O slalom França-Eslováquia continua

Durante mais de uma década a canoagem de slalom em canoa foi dominada por dois nomes, o fabuloso francês Tony Estanguet – filho de um canoísta de eleição, Henri Estanguet, irmão de um também medalhado olímpico, Patrice Estanguet, e o não menos fantástico Michal Martikan da Eslováquia, o primeiro a dar um ouro olímpico ao seu país, em Atlanta 1996.

Quando Tony Estanguet se sagrou campeão olímpico em Londres 2012 fez história no desporto gaulês, tornou-se no primeiro do país a vencer por três vezes o mesmo evento olímpico.

Em Novembro de 2012 Tony Estanguet anunciou a retirada da competição, ele que faz parte do comité de atletas do COI, servindo um duplo mandato que correrá até 2020.

Michal Martikan dispensa apresentações, pelo menos para quem conhece um pouco da canoagem em águas bravas. O Mundial, que tem uma periodicidade bienal, viu Martikan no pódio ininterruptamente entre 1995 e 2010! Entre 2007  e 2010 foi campeão europeu e este ano, 2016, a competir em ‘casa’ – Liptovsky Mikulas – subiu novamente ao pódio com a prata, apenas atrás do compatriota Slafkovsky, mas é mesmo Matej Benus quem representa a Eslováquia na prova individual.

Campeão olímpico em Atlanta, vice-campeão olímpico em Sydney e Atenas, campeão em Pequim e bronze em Londres 2012, Martikan é uma lenda da canoa em águas bravas.

O duelo entre Estanguet e Martikan teve um capítulo sucessório no Rio de Janeiro 2016. Gargaud-Chanut tinha Tony à sua frente, campeão mundial em 2011, foi sempre ‘relegado’ para fora dos Jogos Olímpicos face à superioridade do compatriota. A estreia fez-se no Brasil e a ‘herança’ – como tão bem descreveram os gauleses – foi mais do que cumprida, vencendo Denis Gargaud-Chanot a prova de C1 em águas bravas.

Matej Benus, o escolhido para representar a Eslováquia, foi prata na competição, honrando igualmente a sucessão ao seu companheiro Martikan.

Histórico foi o nipónico Takuya Haneda, a conseguir a primeira medalha para o Japão na canoagem olímpica. Haneda vive na Eslováquia desde os 18 anos e é orientado por Milan Kuban, antigo especialista em C2.

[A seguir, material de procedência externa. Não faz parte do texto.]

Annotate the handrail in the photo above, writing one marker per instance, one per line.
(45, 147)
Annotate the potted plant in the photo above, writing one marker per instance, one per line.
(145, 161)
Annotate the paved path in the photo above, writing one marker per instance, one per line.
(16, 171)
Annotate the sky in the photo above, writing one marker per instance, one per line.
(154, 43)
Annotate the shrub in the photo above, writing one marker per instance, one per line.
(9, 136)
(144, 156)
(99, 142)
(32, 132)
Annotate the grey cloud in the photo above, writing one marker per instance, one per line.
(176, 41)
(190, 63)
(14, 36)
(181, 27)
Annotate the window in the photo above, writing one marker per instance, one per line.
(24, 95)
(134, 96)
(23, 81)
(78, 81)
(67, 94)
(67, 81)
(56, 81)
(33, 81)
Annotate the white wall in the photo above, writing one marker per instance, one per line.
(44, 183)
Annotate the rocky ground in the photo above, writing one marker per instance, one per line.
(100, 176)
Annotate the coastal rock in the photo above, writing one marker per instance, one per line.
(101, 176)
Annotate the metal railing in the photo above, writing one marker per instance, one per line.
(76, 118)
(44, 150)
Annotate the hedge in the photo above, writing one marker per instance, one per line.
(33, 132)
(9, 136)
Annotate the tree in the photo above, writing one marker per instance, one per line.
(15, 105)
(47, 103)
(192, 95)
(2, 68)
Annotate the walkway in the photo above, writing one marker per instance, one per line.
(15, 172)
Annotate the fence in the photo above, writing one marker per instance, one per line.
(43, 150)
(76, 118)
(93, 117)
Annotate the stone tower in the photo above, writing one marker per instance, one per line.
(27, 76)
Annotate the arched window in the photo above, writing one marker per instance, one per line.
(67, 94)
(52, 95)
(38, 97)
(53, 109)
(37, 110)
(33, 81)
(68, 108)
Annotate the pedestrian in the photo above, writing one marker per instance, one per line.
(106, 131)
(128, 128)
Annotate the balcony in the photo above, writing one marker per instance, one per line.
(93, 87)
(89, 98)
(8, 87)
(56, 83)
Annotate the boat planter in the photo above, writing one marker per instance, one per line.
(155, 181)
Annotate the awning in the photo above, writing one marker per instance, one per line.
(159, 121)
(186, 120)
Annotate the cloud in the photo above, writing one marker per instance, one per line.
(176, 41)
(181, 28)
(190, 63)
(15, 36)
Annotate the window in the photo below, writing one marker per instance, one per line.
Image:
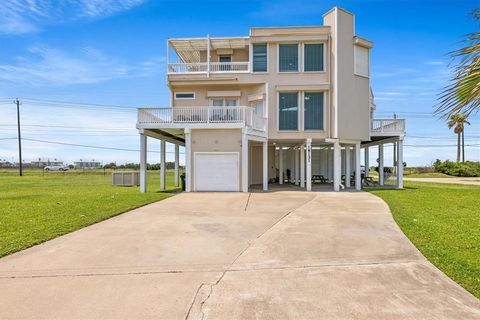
(184, 95)
(288, 111)
(361, 61)
(313, 111)
(287, 57)
(224, 58)
(259, 58)
(313, 57)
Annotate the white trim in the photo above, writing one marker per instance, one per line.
(265, 165)
(209, 153)
(177, 98)
(143, 163)
(244, 165)
(251, 57)
(335, 66)
(188, 160)
(302, 166)
(163, 150)
(358, 176)
(309, 164)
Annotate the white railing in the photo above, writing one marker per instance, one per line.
(196, 115)
(386, 126)
(203, 67)
(200, 67)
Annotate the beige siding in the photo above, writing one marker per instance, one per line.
(256, 164)
(353, 91)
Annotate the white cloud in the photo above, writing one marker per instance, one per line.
(435, 63)
(24, 16)
(47, 66)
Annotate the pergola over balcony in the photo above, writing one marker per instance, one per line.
(194, 55)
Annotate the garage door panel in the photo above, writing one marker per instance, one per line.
(216, 171)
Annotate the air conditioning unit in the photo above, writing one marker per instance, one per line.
(126, 178)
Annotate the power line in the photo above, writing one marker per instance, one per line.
(88, 146)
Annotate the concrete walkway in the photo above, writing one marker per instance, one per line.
(472, 181)
(278, 255)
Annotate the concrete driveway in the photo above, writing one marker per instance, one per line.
(278, 255)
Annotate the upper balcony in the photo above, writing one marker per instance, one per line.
(387, 127)
(201, 117)
(208, 55)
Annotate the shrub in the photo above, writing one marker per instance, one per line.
(459, 169)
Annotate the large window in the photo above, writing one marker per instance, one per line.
(313, 57)
(259, 58)
(288, 111)
(287, 57)
(313, 111)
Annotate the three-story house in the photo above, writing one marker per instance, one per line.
(283, 104)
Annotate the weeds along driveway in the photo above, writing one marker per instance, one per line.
(276, 255)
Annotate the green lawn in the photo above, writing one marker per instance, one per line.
(35, 208)
(443, 221)
(428, 175)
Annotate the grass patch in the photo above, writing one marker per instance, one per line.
(443, 222)
(36, 208)
(428, 175)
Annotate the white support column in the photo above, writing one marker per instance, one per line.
(280, 165)
(380, 164)
(367, 162)
(347, 166)
(297, 165)
(162, 164)
(265, 166)
(208, 55)
(309, 164)
(188, 160)
(358, 175)
(400, 164)
(177, 160)
(302, 166)
(337, 166)
(244, 162)
(143, 163)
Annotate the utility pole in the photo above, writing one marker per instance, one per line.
(20, 166)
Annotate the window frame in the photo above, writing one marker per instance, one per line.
(267, 53)
(324, 57)
(299, 59)
(323, 111)
(177, 98)
(355, 62)
(299, 124)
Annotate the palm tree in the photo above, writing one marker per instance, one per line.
(462, 95)
(458, 121)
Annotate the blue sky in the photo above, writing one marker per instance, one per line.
(113, 53)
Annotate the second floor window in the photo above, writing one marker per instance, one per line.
(288, 111)
(288, 57)
(313, 57)
(313, 111)
(259, 58)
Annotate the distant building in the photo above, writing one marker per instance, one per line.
(87, 164)
(42, 162)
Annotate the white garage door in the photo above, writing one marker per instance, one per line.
(215, 171)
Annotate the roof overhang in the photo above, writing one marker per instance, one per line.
(188, 49)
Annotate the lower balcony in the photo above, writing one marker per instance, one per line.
(201, 117)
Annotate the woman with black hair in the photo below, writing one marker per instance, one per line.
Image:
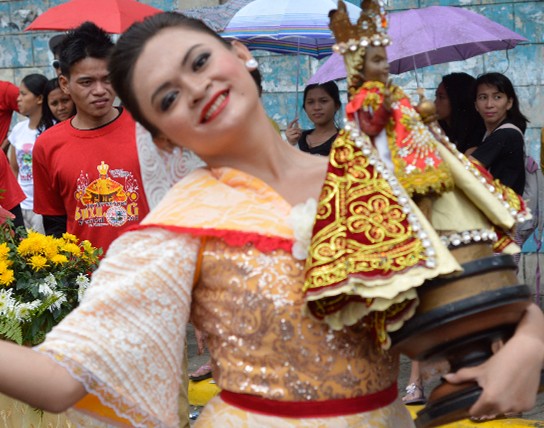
(22, 139)
(321, 102)
(56, 107)
(454, 101)
(502, 149)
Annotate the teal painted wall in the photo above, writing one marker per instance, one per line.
(22, 53)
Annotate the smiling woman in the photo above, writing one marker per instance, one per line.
(321, 103)
(225, 249)
(502, 150)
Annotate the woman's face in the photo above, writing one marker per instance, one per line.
(442, 103)
(376, 67)
(196, 91)
(60, 104)
(27, 102)
(492, 105)
(319, 106)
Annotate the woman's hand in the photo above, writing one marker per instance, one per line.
(387, 97)
(510, 378)
(293, 132)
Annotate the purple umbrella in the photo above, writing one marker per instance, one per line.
(432, 35)
(216, 17)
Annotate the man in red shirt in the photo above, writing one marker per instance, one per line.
(87, 178)
(11, 194)
(8, 104)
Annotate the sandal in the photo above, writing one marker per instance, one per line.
(202, 373)
(414, 395)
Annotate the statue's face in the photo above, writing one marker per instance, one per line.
(376, 67)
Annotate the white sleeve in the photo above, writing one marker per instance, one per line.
(125, 341)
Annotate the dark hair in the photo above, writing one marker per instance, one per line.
(87, 40)
(130, 46)
(329, 87)
(55, 42)
(466, 125)
(35, 83)
(258, 78)
(48, 118)
(504, 85)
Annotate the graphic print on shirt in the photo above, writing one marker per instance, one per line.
(24, 160)
(107, 201)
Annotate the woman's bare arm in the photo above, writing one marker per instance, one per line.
(36, 379)
(510, 378)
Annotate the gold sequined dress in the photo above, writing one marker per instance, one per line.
(218, 249)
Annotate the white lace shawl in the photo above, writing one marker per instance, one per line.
(125, 341)
(161, 170)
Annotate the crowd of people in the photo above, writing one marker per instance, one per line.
(292, 328)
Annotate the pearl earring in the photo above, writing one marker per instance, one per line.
(252, 64)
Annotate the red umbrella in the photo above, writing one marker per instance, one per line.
(114, 16)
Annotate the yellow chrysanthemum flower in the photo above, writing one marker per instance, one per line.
(50, 247)
(7, 277)
(4, 265)
(4, 250)
(33, 244)
(87, 246)
(69, 237)
(38, 262)
(71, 248)
(59, 259)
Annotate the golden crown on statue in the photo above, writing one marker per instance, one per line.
(352, 40)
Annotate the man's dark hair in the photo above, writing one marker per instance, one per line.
(86, 41)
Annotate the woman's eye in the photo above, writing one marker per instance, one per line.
(200, 61)
(168, 100)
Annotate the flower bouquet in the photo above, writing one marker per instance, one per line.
(42, 279)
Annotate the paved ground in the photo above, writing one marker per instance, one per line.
(537, 414)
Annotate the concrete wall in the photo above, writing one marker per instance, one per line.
(22, 53)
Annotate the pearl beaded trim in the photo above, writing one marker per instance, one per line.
(363, 142)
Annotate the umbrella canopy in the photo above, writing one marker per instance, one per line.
(432, 35)
(286, 26)
(114, 16)
(216, 17)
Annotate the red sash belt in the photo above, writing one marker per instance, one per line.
(311, 409)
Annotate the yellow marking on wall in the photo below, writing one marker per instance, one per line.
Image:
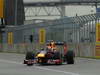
(1, 8)
(10, 38)
(42, 33)
(98, 32)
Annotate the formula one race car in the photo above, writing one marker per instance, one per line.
(51, 55)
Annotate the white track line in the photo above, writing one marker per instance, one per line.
(45, 69)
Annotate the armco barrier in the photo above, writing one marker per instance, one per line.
(82, 49)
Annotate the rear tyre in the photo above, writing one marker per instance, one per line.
(29, 55)
(69, 57)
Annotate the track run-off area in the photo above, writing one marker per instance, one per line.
(12, 64)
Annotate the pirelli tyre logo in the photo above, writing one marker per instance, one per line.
(42, 33)
(1, 8)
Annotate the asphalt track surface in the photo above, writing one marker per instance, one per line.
(12, 64)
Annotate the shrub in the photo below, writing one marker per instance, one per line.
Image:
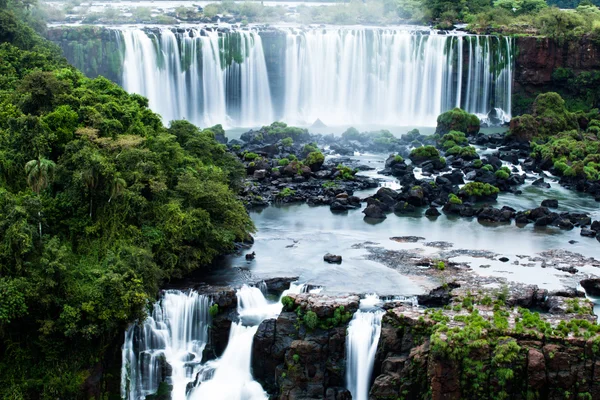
(315, 160)
(454, 199)
(288, 303)
(249, 156)
(457, 120)
(479, 189)
(213, 310)
(425, 152)
(311, 320)
(502, 174)
(286, 192)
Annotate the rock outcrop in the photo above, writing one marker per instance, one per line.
(300, 355)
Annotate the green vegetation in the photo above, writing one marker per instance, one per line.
(288, 303)
(566, 141)
(459, 121)
(311, 320)
(315, 160)
(286, 192)
(424, 153)
(454, 199)
(503, 173)
(99, 203)
(213, 310)
(452, 139)
(468, 152)
(478, 189)
(345, 172)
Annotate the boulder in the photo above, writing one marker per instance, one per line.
(332, 258)
(550, 203)
(374, 211)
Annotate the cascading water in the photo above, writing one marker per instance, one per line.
(339, 75)
(173, 338)
(361, 346)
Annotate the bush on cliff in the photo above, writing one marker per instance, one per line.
(99, 203)
(549, 117)
(457, 120)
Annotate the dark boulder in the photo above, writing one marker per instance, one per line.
(332, 258)
(550, 203)
(374, 211)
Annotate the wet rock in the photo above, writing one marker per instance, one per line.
(332, 258)
(374, 211)
(591, 286)
(432, 212)
(407, 239)
(550, 203)
(438, 297)
(541, 183)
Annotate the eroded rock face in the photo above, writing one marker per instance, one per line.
(293, 361)
(413, 360)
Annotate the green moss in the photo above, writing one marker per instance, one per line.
(425, 152)
(479, 189)
(454, 199)
(213, 310)
(457, 120)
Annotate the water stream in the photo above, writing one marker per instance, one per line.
(248, 78)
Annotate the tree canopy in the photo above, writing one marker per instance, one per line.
(99, 202)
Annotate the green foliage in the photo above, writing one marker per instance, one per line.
(346, 173)
(468, 152)
(425, 152)
(479, 189)
(213, 310)
(452, 139)
(311, 320)
(314, 159)
(288, 303)
(454, 199)
(286, 192)
(99, 203)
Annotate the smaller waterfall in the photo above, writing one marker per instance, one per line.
(361, 346)
(167, 347)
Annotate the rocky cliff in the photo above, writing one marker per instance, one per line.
(544, 64)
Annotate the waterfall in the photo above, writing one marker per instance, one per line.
(340, 75)
(361, 346)
(166, 347)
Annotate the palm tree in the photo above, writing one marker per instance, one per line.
(117, 187)
(40, 173)
(90, 177)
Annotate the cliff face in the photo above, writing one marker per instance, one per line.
(544, 64)
(517, 366)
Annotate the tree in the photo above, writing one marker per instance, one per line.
(40, 173)
(117, 187)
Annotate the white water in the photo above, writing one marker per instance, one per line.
(361, 346)
(341, 76)
(177, 331)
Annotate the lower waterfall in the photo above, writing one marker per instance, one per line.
(167, 348)
(361, 346)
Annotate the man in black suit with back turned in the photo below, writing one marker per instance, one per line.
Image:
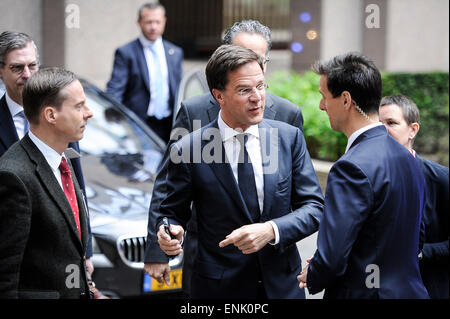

O checo Vitezslav Gebas terminou em 4.º e os favoritos Sideris Tasiadis, da Alemanha, prata de 2012, melhor da qualificação, foi 5.º, David Florence, britânico, campeão do mundo, com final em 10.º, e o esloveno vice-campeão mundial Benjamin Savsek, 6.º, terminaram como os grandes derrotados.

O norte-americano Casey Eichfeld, o espanhol Ander Elosegui e o português José Carvalho – belo 9.º lugar e final conquistada – foram os restantes finalistas. Chegou em 2016 o tão almejado desejo e objectivo.

No K1 o favorito checo foi surpreendido pelo britânico Joe Clarke, que assim se consagrou campeão olímpico, algo que nem Paul Ratcliffe (2000), nem Campbell Walsh (2004) conseguiram antes, apenas alcançando a prata nesta disciplina.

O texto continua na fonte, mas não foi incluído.